Dans ces combats étranges où il dut prendre part, je vous laisse à penser s’il observa avec intérêt toutes les allures et manières de ces personnages emplumés.
Enfin Clopinet songea, au bout de la semaine, à quitter la falaise et à retourner chez son patron.
Il était dans tous les cas bien temps de songer à la retraite, la falaise avait été fort endommagée par le dernier orage.
Près du nid foudroyé des roupeaux, une nouvelle fissure s’était faite, et les marnes délayées par la pluie commençaient à couler jusque dans le jardin de Clopinet.
Ce fut un chagrin pour lui, car ce petit creux était rempli de bonne terre végétale où jadis il s’était amusé à cultiver les plus jolies plantes des terrains environnants, des genêts, des vipérines superbes, des érythrées maritimes d’un jaune éclatant, de délicieux statices d’un lilas pur et d’une taille élégante, et ces jolis liserons-soldanelle, à corolle rose vif rayée de blanc, à feuilles épaisses et lustrées, qui étalent leurs festons gracieux jusque dans les sables mouillés par la marée.

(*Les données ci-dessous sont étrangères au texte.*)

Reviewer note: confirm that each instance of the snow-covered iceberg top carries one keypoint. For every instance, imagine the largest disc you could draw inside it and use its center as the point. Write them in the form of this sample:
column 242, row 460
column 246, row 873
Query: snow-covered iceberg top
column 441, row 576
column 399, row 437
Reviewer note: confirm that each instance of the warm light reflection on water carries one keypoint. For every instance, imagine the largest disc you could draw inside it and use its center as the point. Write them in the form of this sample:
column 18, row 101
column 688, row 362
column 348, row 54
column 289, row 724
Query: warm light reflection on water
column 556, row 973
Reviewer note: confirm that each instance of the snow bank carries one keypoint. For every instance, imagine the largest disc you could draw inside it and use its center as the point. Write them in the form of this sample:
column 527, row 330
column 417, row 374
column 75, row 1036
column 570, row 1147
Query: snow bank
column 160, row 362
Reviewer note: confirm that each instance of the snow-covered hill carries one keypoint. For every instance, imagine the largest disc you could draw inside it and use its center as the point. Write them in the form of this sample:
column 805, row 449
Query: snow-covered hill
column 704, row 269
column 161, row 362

En l’absence de Clopinet, tout cela avait prospéré et s’était répandu jusqu’au seuil de la grotte, et tout cela allait pour jamais disparaître sous l’envahissement implacable de la marne lourde et compacte, stérile par elle-même et stérilisante quand elle n’est pas mêlée et bien incorporée à des terres d’autre nature.
Et puis, avec un peu de temps, ou peut-être très-vite, sous l’action des agents extérieurs comme la pluie et la foudre, elle devait combler tout le jardin et toute la grotte.
Clopinet était trop attentif et trop habitué à surveiller l’état des glissements de cette marne pour craindre d’être trop brusquement surpris par elle.
Pourtant il ne dormait plus, comme on dit, que d’un œil ; et il comptait les jours en se disant :
— Voici encore une belle journée qui sèche toute cette boue ; mais, s’il pleut demain, il me faudra peut-être déloger vite et regarder la fin de mon petit monde.
Dans cette attente, pour sauver ses oiseaux du désastre, il résolut de les porter au curé de Dives, sachant qu’il aimait à conserver des bêtes vivantes, tandis que le baron de Platecôte les aimait mieux mortes et empaillées.
Le curé était plus naturaliste, le baron plus collectionneur.
Clopinet, certain que le curé donnerait des soins à ces volatiles, s’en alla couper des bûchettes dans la campagne et se mit à confectionner un panier assez grand pour emporter tout son monde sans l’étouffer ; mais il songea que ce serait trop lourd pour lui seul, car il y avait de très-grands oiseaux, et il s’en alla louer un âne qu’il fit grimper jusqu’à l’entrée de son jardin, prêt à se mettre en route avec lui le lendemain matin.